Selon l'Organisation internationale du travail (OIT), « un travailleur sur quatre dans le monde exerce une profession plus ou moins exposée à l'IA générative, mais la plupart des emplois seront transformés au lieu d'être supprimés, car une intervention humaine reste indispensable ».

Cependant, les tâches informatiques (utilisation d'Internet, messagerie, etc.) pouvant être accomplies de manière autonome par des agents d'IA connaissent une « rapide expansion ». 

Dans ce contexte, les employeurs pourraient rechercher de plus en plus de salariés dotés de compétences hors de portée de l'IA, telles que le jugement éthique, le service client, le management ou la stratégie, comme l'indique une enquête de ManpowerGroup menée auprès de plus de 40 000 employeurs dans 42 pays et publiée cette semaine.

M. Chamorro-Premuzic déplore toutefois que ces compétences ne soient pas encore davantage mises en avant dans la formation. « Pour chaque dollar que vous investissez dans la technologie, vous devez investir huit ou neuf dollars dans les ressources humaines, la transformation culturelle, la gestion du changement », dit-il.

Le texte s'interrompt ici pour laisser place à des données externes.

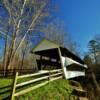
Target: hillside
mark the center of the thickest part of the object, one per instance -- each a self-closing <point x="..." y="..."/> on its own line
<point x="57" y="90"/>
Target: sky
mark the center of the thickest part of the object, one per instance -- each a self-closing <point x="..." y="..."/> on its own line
<point x="82" y="19"/>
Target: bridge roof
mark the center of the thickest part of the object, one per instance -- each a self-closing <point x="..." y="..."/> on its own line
<point x="50" y="49"/>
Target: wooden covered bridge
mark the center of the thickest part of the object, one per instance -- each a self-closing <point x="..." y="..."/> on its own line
<point x="54" y="56"/>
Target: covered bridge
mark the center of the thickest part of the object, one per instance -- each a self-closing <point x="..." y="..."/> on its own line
<point x="52" y="55"/>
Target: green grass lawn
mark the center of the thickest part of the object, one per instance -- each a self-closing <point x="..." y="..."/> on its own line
<point x="5" y="87"/>
<point x="56" y="90"/>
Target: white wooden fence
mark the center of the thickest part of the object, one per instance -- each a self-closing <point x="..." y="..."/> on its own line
<point x="48" y="76"/>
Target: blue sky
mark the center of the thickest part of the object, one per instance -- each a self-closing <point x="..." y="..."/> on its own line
<point x="82" y="18"/>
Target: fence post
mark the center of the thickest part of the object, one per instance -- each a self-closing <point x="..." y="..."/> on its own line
<point x="49" y="76"/>
<point x="14" y="86"/>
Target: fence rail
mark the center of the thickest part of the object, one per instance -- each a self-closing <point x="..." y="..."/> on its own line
<point x="46" y="75"/>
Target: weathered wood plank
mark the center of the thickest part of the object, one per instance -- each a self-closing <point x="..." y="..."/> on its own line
<point x="32" y="81"/>
<point x="35" y="74"/>
<point x="14" y="86"/>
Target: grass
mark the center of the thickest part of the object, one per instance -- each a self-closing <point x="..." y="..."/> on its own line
<point x="56" y="90"/>
<point x="5" y="87"/>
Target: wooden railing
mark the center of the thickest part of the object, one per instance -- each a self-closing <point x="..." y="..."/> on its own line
<point x="44" y="76"/>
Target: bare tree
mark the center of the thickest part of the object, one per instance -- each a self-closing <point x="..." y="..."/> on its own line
<point x="57" y="32"/>
<point x="22" y="18"/>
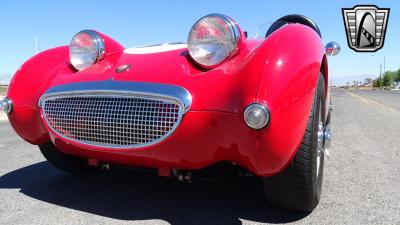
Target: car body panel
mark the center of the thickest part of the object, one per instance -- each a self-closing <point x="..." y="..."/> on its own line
<point x="280" y="71"/>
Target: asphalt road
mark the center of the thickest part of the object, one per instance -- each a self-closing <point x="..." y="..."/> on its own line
<point x="361" y="181"/>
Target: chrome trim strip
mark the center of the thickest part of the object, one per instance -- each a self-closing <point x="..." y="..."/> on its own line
<point x="151" y="91"/>
<point x="168" y="91"/>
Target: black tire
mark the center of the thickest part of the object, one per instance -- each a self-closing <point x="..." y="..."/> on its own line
<point x="298" y="187"/>
<point x="62" y="161"/>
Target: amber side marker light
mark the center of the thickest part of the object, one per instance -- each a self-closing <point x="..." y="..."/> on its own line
<point x="256" y="116"/>
<point x="6" y="105"/>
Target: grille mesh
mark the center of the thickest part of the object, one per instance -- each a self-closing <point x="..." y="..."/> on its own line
<point x="112" y="121"/>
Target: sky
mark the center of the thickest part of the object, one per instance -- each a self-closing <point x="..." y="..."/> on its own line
<point x="136" y="23"/>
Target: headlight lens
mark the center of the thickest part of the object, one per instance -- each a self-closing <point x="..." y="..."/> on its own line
<point x="213" y="39"/>
<point x="256" y="116"/>
<point x="86" y="48"/>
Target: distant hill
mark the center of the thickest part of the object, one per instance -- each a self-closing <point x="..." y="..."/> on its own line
<point x="338" y="81"/>
<point x="5" y="79"/>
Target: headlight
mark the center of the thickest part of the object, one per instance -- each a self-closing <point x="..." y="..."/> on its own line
<point x="86" y="48"/>
<point x="256" y="116"/>
<point x="213" y="39"/>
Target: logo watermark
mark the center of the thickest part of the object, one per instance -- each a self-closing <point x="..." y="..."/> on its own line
<point x="365" y="27"/>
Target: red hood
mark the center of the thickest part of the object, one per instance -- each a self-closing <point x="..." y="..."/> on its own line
<point x="218" y="89"/>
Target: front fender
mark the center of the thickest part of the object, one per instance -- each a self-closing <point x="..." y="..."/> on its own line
<point x="287" y="87"/>
<point x="28" y="83"/>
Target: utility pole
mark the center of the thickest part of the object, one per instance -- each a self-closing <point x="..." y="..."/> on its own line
<point x="380" y="76"/>
<point x="384" y="64"/>
<point x="36" y="45"/>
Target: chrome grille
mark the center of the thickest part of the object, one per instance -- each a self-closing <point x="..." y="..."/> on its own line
<point x="115" y="121"/>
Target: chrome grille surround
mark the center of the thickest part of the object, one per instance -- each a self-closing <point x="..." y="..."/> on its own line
<point x="113" y="118"/>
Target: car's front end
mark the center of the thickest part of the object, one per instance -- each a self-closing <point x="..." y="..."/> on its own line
<point x="221" y="97"/>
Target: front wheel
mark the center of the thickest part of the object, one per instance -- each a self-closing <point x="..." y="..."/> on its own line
<point x="298" y="187"/>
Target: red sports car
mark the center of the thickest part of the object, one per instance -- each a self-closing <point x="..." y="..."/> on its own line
<point x="260" y="104"/>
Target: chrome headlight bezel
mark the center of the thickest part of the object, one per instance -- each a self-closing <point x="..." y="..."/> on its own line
<point x="97" y="45"/>
<point x="234" y="35"/>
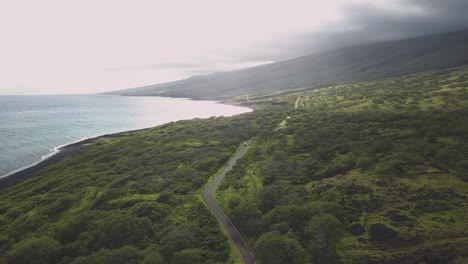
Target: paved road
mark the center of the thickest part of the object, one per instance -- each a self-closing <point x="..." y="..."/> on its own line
<point x="246" y="255"/>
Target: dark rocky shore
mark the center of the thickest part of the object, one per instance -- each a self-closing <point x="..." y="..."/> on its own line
<point x="63" y="153"/>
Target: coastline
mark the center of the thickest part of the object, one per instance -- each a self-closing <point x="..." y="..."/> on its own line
<point x="63" y="152"/>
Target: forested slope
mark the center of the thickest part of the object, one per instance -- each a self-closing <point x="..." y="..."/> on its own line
<point x="131" y="199"/>
<point x="349" y="64"/>
<point x="369" y="172"/>
<point x="366" y="172"/>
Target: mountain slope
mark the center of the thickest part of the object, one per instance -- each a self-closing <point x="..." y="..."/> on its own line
<point x="357" y="63"/>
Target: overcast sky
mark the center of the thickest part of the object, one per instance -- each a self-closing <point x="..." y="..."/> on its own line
<point x="89" y="46"/>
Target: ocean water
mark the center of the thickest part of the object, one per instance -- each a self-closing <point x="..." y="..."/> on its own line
<point x="32" y="128"/>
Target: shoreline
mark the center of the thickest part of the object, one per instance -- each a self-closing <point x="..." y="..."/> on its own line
<point x="63" y="152"/>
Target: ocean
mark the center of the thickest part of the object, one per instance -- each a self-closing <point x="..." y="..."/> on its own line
<point x="32" y="128"/>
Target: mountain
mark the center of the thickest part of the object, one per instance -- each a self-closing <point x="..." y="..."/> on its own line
<point x="357" y="63"/>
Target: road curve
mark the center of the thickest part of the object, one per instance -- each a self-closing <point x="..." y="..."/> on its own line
<point x="246" y="255"/>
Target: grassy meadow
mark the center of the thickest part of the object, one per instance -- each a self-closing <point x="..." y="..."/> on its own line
<point x="367" y="172"/>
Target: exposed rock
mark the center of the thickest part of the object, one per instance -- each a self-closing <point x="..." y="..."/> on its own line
<point x="381" y="232"/>
<point x="357" y="229"/>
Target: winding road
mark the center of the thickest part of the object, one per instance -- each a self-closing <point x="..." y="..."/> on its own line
<point x="246" y="255"/>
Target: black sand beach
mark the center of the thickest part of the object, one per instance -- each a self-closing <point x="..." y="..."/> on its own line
<point x="63" y="153"/>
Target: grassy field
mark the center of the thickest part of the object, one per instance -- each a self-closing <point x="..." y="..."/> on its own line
<point x="368" y="172"/>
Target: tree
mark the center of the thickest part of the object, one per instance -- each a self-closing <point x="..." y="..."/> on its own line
<point x="324" y="232"/>
<point x="274" y="248"/>
<point x="35" y="251"/>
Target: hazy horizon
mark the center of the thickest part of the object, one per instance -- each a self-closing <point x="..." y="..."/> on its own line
<point x="52" y="47"/>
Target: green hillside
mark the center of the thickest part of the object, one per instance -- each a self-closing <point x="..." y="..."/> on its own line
<point x="359" y="63"/>
<point x="364" y="172"/>
<point x="369" y="172"/>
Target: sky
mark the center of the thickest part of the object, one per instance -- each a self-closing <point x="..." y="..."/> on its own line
<point x="91" y="46"/>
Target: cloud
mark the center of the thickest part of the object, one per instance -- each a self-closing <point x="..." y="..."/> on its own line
<point x="370" y="22"/>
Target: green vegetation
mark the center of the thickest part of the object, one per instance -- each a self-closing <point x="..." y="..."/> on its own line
<point x="349" y="64"/>
<point x="368" y="172"/>
<point x="130" y="199"/>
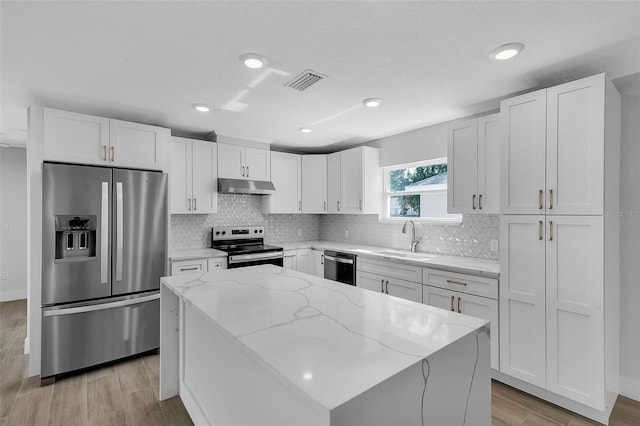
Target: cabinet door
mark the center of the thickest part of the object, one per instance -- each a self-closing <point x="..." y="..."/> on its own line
<point x="286" y="179"/>
<point x="462" y="158"/>
<point x="318" y="262"/>
<point x="314" y="183"/>
<point x="180" y="176"/>
<point x="231" y="161"/>
<point x="575" y="147"/>
<point x="351" y="182"/>
<point x="333" y="182"/>
<point x="205" y="177"/>
<point x="575" y="308"/>
<point x="136" y="145"/>
<point x="404" y="289"/>
<point x="303" y="261"/>
<point x="522" y="298"/>
<point x="75" y="138"/>
<point x="522" y="153"/>
<point x="370" y="281"/>
<point x="487" y="309"/>
<point x="258" y="163"/>
<point x="489" y="164"/>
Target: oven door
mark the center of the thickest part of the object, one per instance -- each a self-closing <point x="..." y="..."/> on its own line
<point x="251" y="259"/>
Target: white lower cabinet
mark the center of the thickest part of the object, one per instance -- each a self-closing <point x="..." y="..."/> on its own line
<point x="475" y="306"/>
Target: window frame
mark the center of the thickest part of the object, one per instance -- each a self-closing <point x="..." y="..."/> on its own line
<point x="387" y="194"/>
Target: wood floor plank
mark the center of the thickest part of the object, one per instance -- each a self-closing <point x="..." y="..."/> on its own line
<point x="103" y="396"/>
<point x="31" y="408"/>
<point x="69" y="392"/>
<point x="142" y="409"/>
<point x="175" y="413"/>
<point x="132" y="376"/>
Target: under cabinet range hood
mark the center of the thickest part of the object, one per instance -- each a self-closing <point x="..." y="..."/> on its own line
<point x="240" y="186"/>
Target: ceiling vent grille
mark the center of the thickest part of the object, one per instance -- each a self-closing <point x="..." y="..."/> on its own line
<point x="305" y="80"/>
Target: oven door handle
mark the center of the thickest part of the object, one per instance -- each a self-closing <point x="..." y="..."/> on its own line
<point x="338" y="259"/>
<point x="254" y="256"/>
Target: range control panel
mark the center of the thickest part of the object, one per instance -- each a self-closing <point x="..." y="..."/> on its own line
<point x="237" y="232"/>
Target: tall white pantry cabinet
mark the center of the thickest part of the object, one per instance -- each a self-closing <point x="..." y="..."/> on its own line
<point x="559" y="266"/>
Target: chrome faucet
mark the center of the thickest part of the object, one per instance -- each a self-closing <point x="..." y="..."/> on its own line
<point x="414" y="241"/>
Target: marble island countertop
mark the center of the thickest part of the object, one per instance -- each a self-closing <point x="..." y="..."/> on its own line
<point x="329" y="341"/>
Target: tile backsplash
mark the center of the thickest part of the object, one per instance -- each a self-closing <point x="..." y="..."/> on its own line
<point x="194" y="231"/>
<point x="470" y="238"/>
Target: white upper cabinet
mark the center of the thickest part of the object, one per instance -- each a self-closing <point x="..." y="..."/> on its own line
<point x="286" y="177"/>
<point x="86" y="139"/>
<point x="473" y="156"/>
<point x="193" y="177"/>
<point x="314" y="183"/>
<point x="241" y="162"/>
<point x="354" y="181"/>
<point x="553" y="149"/>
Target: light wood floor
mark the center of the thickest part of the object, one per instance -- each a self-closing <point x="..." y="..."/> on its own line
<point x="127" y="393"/>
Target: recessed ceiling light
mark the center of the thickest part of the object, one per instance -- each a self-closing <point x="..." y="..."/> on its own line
<point x="253" y="60"/>
<point x="506" y="51"/>
<point x="201" y="107"/>
<point x="372" y="102"/>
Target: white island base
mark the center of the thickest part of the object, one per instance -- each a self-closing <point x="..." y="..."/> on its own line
<point x="300" y="350"/>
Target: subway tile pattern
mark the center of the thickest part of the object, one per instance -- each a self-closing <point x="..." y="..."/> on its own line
<point x="194" y="231"/>
<point x="470" y="238"/>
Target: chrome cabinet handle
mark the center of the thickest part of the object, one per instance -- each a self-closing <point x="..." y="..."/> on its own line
<point x="539" y="230"/>
<point x="540" y="199"/>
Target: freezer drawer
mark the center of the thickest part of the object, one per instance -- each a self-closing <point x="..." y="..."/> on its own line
<point x="79" y="336"/>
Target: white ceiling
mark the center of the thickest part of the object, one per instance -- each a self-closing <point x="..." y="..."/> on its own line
<point x="149" y="61"/>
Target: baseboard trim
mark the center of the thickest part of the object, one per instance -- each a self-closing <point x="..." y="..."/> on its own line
<point x="9" y="295"/>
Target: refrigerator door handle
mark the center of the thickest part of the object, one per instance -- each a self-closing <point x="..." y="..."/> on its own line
<point x="100" y="306"/>
<point x="119" y="230"/>
<point x="104" y="234"/>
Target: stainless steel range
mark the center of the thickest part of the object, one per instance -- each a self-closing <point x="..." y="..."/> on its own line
<point x="245" y="246"/>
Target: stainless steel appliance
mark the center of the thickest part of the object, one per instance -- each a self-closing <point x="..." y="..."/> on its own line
<point x="245" y="246"/>
<point x="340" y="267"/>
<point x="103" y="253"/>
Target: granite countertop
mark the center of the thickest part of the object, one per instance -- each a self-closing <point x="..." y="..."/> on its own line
<point x="465" y="265"/>
<point x="331" y="341"/>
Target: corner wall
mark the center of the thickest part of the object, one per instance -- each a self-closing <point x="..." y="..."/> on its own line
<point x="13" y="223"/>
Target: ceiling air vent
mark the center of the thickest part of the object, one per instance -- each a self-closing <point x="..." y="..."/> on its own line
<point x="304" y="80"/>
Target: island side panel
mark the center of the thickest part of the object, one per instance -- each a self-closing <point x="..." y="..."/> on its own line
<point x="229" y="387"/>
<point x="169" y="338"/>
<point x="450" y="387"/>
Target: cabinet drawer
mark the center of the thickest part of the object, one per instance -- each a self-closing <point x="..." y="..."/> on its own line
<point x="188" y="266"/>
<point x="391" y="269"/>
<point x="481" y="286"/>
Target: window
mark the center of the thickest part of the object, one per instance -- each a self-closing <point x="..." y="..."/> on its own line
<point x="418" y="191"/>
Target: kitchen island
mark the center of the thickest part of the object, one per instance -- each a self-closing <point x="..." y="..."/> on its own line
<point x="268" y="346"/>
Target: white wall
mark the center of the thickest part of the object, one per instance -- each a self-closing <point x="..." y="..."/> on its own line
<point x="630" y="244"/>
<point x="13" y="208"/>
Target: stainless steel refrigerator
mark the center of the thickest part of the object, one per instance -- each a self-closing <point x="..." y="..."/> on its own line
<point x="104" y="235"/>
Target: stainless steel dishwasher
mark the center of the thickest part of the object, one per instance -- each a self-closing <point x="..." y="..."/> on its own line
<point x="340" y="267"/>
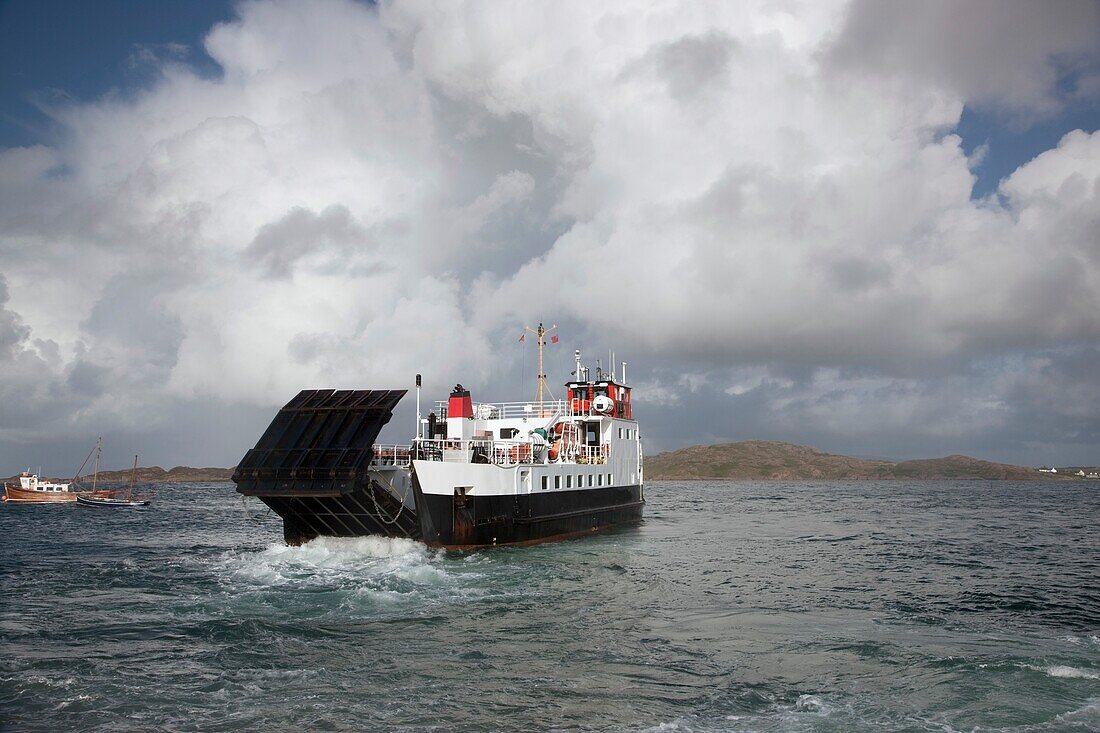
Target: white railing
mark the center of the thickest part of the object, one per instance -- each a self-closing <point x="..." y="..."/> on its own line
<point x="506" y="452"/>
<point x="513" y="409"/>
<point x="391" y="456"/>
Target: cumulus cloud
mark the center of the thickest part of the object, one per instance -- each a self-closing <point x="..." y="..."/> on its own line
<point x="767" y="198"/>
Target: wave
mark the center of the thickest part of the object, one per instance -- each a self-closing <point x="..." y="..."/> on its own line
<point x="1071" y="673"/>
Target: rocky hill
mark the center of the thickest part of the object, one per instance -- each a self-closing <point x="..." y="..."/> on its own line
<point x="768" y="459"/>
<point x="154" y="474"/>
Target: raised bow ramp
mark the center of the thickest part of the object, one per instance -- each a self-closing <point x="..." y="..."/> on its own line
<point x="312" y="467"/>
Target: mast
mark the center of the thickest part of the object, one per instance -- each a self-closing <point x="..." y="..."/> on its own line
<point x="541" y="334"/>
<point x="133" y="472"/>
<point x="99" y="450"/>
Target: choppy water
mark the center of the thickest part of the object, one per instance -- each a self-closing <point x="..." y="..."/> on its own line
<point x="735" y="606"/>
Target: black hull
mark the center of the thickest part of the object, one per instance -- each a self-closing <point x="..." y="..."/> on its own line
<point x="466" y="522"/>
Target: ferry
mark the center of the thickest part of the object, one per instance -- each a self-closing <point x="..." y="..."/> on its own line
<point x="475" y="473"/>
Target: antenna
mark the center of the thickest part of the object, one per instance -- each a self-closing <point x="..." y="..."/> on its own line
<point x="541" y="334"/>
<point x="418" y="406"/>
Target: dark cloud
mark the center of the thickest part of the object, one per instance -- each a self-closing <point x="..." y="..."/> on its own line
<point x="1005" y="53"/>
<point x="766" y="214"/>
<point x="278" y="245"/>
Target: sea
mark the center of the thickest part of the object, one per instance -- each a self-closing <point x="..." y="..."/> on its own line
<point x="821" y="605"/>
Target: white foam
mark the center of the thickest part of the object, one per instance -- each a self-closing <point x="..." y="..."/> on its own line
<point x="339" y="561"/>
<point x="810" y="703"/>
<point x="1073" y="673"/>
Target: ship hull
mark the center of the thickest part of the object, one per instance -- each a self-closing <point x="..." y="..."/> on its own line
<point x="466" y="522"/>
<point x="18" y="495"/>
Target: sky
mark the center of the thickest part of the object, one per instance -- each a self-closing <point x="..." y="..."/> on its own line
<point x="872" y="227"/>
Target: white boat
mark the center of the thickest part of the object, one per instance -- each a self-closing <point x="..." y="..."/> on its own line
<point x="475" y="473"/>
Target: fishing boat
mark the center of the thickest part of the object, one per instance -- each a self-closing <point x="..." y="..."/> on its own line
<point x="113" y="499"/>
<point x="34" y="490"/>
<point x="474" y="474"/>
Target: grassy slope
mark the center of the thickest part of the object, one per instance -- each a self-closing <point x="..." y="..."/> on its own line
<point x="767" y="459"/>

Les craintes d'un chômage de masse provoqué par l'IA restent par ailleurs exagérées à ce stade, estime le dirigeant, malgré certaines prédictions alarmistes.

D'après Dario Amodei, patron de la société d'intelligence artificielle Anthropic, cette technologie pourrait faire disparaître la moitié des emplois de bureau les moins qualifiés d'ici cinq ans. 

« Si l'histoire nous enseigne une chose, c'est que la plupart des prévisions sont fausses », répond M. Chamorro-Premuzic.

Concernant le recrutement, activité principale de ManPowerGroup, le dirigeant ajoute que « les agents d'intelligence artificielle ne deviendront certainement pas le cœur de notre métier dans un futur proche ». Il constate également que l'IA est utilisée par les demandeurs d'emploi.

« Des candidats sont capables d'envoyer 500 candidatures parfaites en une journée, de passer des entretiens avec leurs bots et de déjouer certains éléments des évaluations », énumère-t-il.